Since 2022 I have been working on the transformer models used by Leela Chess Zero to guide search.
My main contribution was a position encoding that enables models to play as if 2.5x larger with a ~15% latency bump.
The latest architecture iteration can at a scale of 190 million parameters produce a policy that is competitive with grandmasters.
Modern GPUs can evaluate this model thousands of times per second, allowing the engine to effectively emulate the strength of thousands of grandmasters.
A weaker feat in the same vein was achieved independently and concurrently in
a 2024 paper by DeepMind
with an agent that evaluates
a 270-million parameter model for each legal move. Our strongest model outperforms DeepMind's with 30x less computation.
This architecture has also been the subject of a NeurIPS article and two preprints.
One of the most interesting discoveries was an attention head which transmits information from the "to" square of the player's predicted follow-up move to the "to" square of the player's next move.
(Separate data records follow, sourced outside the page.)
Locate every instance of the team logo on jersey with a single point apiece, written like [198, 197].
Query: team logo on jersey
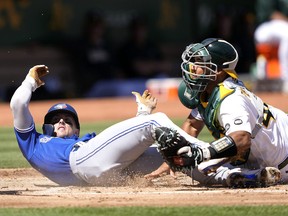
[238, 121]
[45, 139]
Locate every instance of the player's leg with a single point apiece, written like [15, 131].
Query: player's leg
[235, 177]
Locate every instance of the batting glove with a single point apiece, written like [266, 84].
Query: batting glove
[146, 103]
[34, 75]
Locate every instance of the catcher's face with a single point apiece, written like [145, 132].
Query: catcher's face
[64, 125]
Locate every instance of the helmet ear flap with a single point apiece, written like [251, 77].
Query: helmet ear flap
[208, 41]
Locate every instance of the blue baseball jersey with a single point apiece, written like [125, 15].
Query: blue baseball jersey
[50, 155]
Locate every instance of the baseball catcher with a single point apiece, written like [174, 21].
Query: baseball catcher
[250, 146]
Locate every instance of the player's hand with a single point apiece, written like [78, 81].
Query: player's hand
[146, 102]
[163, 169]
[37, 72]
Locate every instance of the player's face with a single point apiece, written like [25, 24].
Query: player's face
[64, 125]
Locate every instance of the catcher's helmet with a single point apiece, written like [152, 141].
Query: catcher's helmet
[212, 55]
[61, 108]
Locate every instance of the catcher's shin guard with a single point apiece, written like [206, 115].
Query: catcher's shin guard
[265, 177]
[176, 150]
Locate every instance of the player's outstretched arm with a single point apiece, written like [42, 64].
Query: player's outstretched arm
[21, 98]
[146, 103]
[36, 73]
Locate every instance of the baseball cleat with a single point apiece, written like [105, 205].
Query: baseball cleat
[266, 177]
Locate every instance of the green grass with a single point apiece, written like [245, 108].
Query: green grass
[151, 211]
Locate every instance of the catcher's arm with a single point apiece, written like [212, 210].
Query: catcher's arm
[182, 155]
[163, 169]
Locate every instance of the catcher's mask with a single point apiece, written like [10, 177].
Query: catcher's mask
[61, 108]
[211, 55]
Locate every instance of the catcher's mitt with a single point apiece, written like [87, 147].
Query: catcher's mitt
[178, 153]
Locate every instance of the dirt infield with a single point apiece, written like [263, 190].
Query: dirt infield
[28, 188]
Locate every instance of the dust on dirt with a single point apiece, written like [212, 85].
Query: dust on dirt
[28, 188]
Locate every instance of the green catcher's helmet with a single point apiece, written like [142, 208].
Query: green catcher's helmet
[212, 55]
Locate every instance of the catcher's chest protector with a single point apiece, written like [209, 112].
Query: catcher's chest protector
[208, 109]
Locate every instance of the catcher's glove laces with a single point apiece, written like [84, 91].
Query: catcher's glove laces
[178, 153]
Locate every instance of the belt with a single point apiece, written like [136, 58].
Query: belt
[283, 164]
[75, 148]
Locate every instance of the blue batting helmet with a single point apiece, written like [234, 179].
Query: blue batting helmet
[61, 108]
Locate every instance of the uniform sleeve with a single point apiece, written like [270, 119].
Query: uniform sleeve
[236, 113]
[22, 117]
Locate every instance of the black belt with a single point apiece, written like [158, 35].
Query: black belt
[283, 164]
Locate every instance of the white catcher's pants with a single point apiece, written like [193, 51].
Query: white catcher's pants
[121, 147]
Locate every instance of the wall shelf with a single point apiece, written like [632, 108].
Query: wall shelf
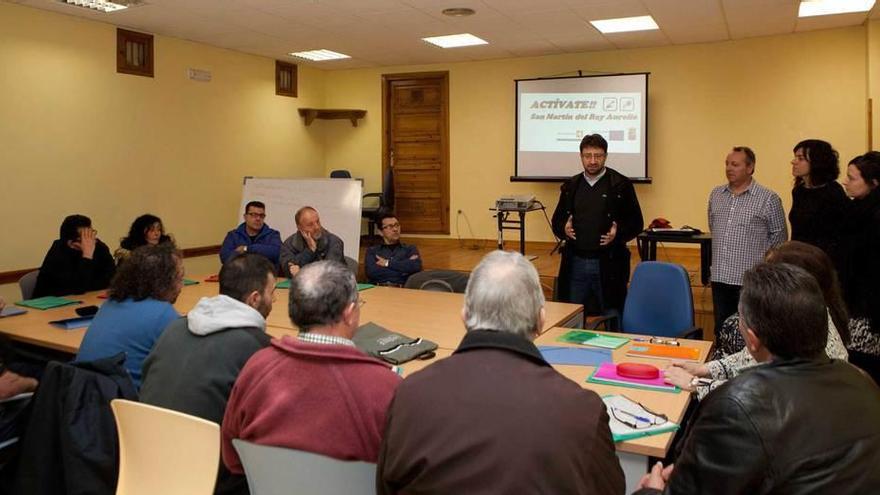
[310, 114]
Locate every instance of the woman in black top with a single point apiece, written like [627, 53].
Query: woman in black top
[819, 204]
[861, 269]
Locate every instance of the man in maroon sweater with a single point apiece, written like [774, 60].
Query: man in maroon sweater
[317, 392]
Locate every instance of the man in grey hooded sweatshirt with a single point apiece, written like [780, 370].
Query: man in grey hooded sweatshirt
[196, 360]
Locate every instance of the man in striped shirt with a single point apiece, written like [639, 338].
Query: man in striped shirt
[746, 219]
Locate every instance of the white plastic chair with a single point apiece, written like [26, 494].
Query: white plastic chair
[164, 451]
[280, 471]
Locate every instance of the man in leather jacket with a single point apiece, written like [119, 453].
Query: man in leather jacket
[799, 423]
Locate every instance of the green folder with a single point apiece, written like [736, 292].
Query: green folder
[593, 339]
[47, 302]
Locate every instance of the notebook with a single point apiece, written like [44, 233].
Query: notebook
[620, 406]
[73, 323]
[593, 339]
[47, 302]
[575, 356]
[663, 351]
[607, 374]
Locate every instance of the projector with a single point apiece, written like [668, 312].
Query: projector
[515, 202]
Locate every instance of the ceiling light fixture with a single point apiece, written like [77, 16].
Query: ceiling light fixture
[625, 24]
[101, 5]
[455, 40]
[458, 12]
[810, 8]
[320, 55]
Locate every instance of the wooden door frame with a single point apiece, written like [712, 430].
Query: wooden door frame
[444, 133]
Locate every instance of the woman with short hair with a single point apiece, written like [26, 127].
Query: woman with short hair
[860, 273]
[146, 230]
[818, 202]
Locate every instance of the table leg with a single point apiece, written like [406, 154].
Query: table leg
[634, 467]
[500, 217]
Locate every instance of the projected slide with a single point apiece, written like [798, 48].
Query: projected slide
[553, 115]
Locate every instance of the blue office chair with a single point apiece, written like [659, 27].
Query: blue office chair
[659, 302]
[378, 202]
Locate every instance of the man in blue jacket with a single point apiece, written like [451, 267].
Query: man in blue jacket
[391, 262]
[252, 236]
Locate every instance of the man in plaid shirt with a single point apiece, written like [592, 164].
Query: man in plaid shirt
[746, 219]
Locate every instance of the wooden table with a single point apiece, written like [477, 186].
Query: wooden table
[435, 316]
[431, 315]
[633, 454]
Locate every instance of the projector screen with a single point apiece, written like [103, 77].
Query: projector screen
[554, 114]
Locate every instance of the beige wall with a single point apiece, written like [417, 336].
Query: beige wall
[767, 93]
[113, 146]
[75, 136]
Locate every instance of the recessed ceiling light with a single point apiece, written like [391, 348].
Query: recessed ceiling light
[320, 55]
[459, 12]
[456, 40]
[810, 8]
[625, 24]
[101, 5]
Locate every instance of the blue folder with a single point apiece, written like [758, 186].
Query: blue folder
[577, 356]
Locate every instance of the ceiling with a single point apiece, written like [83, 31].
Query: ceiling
[388, 32]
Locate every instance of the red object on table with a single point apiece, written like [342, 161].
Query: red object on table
[638, 370]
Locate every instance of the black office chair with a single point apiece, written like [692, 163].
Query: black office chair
[380, 202]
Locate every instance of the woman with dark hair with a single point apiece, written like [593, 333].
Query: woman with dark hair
[860, 272]
[145, 230]
[732, 358]
[138, 310]
[818, 204]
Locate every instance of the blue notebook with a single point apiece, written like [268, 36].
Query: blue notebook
[576, 356]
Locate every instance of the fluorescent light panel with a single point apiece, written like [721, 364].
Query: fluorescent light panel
[320, 55]
[625, 24]
[455, 40]
[99, 5]
[810, 8]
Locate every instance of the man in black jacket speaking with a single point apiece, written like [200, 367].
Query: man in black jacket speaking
[597, 214]
[798, 423]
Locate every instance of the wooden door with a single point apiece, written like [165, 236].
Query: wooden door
[416, 145]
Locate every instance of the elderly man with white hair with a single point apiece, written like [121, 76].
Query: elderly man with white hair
[495, 417]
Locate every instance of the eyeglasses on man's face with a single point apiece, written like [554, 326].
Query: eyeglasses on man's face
[590, 156]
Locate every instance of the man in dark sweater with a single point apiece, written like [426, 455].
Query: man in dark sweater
[597, 214]
[195, 363]
[77, 262]
[495, 417]
[391, 262]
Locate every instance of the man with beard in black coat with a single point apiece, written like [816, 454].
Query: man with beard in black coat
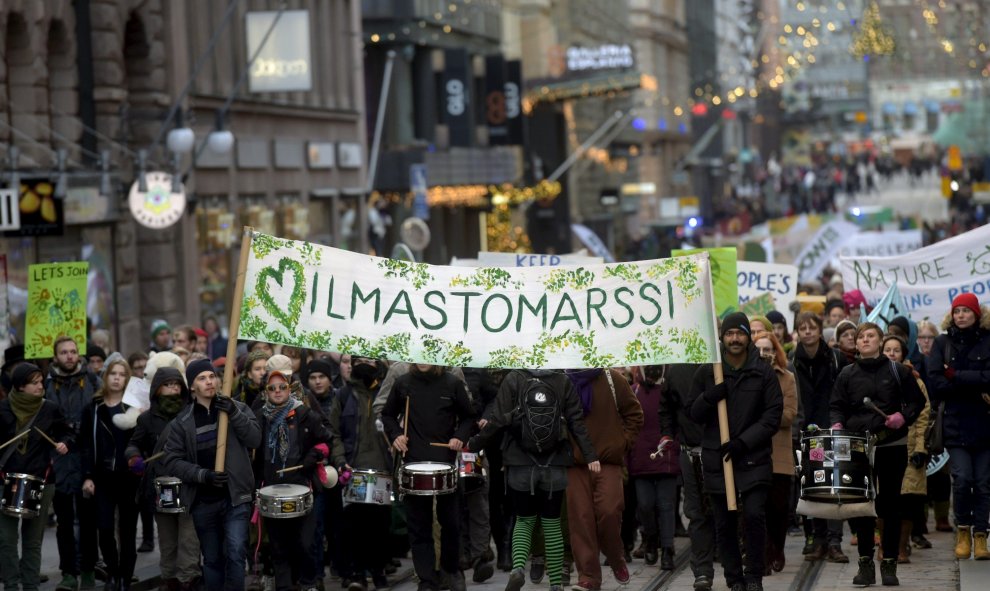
[755, 405]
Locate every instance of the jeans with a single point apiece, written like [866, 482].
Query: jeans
[701, 525]
[971, 486]
[74, 556]
[26, 571]
[222, 530]
[419, 522]
[116, 493]
[753, 504]
[655, 506]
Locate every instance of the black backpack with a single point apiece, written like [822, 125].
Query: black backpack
[537, 417]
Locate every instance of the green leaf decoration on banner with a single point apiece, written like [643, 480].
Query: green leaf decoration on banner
[289, 318]
[416, 273]
[487, 278]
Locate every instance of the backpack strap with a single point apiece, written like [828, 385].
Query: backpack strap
[611, 386]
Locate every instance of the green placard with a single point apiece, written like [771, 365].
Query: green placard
[56, 307]
[724, 277]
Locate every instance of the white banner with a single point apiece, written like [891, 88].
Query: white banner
[928, 278]
[313, 296]
[756, 279]
[882, 244]
[819, 250]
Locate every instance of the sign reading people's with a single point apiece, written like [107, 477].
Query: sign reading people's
[56, 307]
[928, 278]
[647, 312]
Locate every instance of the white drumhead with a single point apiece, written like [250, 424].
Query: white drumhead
[426, 467]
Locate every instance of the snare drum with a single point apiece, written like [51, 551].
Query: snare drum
[835, 467]
[285, 501]
[22, 495]
[167, 498]
[427, 479]
[369, 487]
[471, 470]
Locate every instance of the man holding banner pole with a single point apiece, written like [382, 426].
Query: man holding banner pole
[754, 405]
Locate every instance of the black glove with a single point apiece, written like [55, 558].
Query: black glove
[225, 404]
[719, 392]
[313, 457]
[732, 449]
[217, 479]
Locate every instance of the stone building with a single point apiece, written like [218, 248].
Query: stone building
[99, 80]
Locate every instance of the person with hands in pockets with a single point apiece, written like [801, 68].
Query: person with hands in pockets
[219, 502]
[895, 403]
[755, 405]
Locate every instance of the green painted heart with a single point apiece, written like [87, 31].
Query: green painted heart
[286, 309]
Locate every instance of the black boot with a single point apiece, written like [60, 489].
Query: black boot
[667, 558]
[867, 574]
[888, 572]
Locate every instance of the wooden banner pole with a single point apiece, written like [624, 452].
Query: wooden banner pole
[228, 368]
[723, 431]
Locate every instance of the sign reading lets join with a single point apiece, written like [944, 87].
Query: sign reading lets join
[312, 296]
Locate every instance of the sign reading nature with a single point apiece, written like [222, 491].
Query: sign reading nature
[647, 312]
Each of my testing runs took a week or two on an A100 GPU, and training of full models took on the order of months on a cluster of 8 A100s.
All my work was in Tensorflow, and models were trained in the supervised setting on datasets of billions to tens of billions of positions
generated by prior reinforcement learning runs.
Some of the improvements I made to search include uncertainty weighting, which was first proposed in Go and allows the engine to put more
effort into positions the neural network reports uncertainty about, gaining 5 Elo;
and a scheme for sometimes reusing evaluations for positions that differ only in the 50-move rule count, gaining around 10 Elo.
Versions of Leela equipped with a Chessformer model and these search improvements defeated the reigning champion, Stockfish, at the TCEC Cup 11 and TCEC Swiss 6 and 7 championships.
See
my blog post and
our preprint. We have a newer submission under review.
Since 2024 I have been involved in the development of Stockfish, which is widely considered the strongest chess engine in existence. I have commited to the official Stockfish repository 60 times. Some of my favorite improvements, each of which gained Elo, follow:
In 2015 I created a distributed computing project in BOINC to calculate lower bounds for a combinatorial object called a van der Waerden number
using on a construction based the discrete logarithm modulo a prime. This started out as a way to get acquainted with Unix and C++ and to combine the computing power
of a few laptops into an interesting project, but the project soon grew to include over 500 users in 90 countries. We discovered around a dozen new bounds,
leading to a paper.
The infrastructure basically consisted of a server running a MySQL database to communicate with clients running a 200-line C++ program through BOINC.
The server assigned ranges of integers to clients, and the clients returned the minimum length of the
longest arithmetic progression in a coloring corresponding to each prime in that range.
Two clients validated each other's results and sent their results to the server, which updated the table of bounds in real time.
I revamped the project in high school to focus on the two-color case of the problem, which allowed packing bits and reducing the memory requirement by a factor of 8.
This allowed pushing the upper limit of the primes checked from a billion to 4 billion.
I recently noticed that there was a lot of interest in projects like Stockfish and Lc0, with videos about games between these engines garnering hundreds of thousands of views. However, there are plenty of misconceptions about how these engines work. I make videos about the development of these engines, with a focus on my work. The channel has ~4 thousand subscribers and over a hundred thousand views. These videos have led several new contributors to Stockfish.